Thoughts from Talk: Debugging under Fire
In our company’s lunch and learn, we watch Brian Cantrill’s talk about Joyent’s outage in May 2014.
To get background on the situation - the original postmortem for the outage is here
Slides for the talk are here
This talk is fantastic and I recommend re-watching it. Getting into the mind of a person at an outage
Some thoughts I had during the talk:
- For Three Mile Island light switch meaning - I remember in a class which has specific design rules control systems designs. Something tells me those rules were “ignored” in this particular case.
- As to the death of nuclear power - accidents like Three Mile Island do not help. At the same time, I learned safe nuclear power is possible - US Navy’s submarines!
- “Software is synthetic” - it runs on a mathematical machine.
- All software is less than 60 years old.
- Debugging is a process of asking questions and getting answers.
- NOT: ““guessing for precise answer”
- In a way, it’s reality realignment.
- “Do it right the first time” - I’m all for that!

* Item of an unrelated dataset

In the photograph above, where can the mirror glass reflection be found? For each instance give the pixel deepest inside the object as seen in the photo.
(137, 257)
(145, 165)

- But…What does “right” mean? What does “first” mean?? Who defines those?? :-)
- DevOps - unnatural joining of those as during a prod outage, you
will know who is who:
- Developers: debug, debug (to find root cause!)
- Operators: restart, restart (to get things operational!)
- In any prod outage best thing to do: STOP, THINK, ASK, ACT SLOWLY
- Create a culture of debugging - create code that’s easy to debug.
Overall, I loved this talk, even the second time. Brian’s emotions on stage are visceral and I learned from his outage.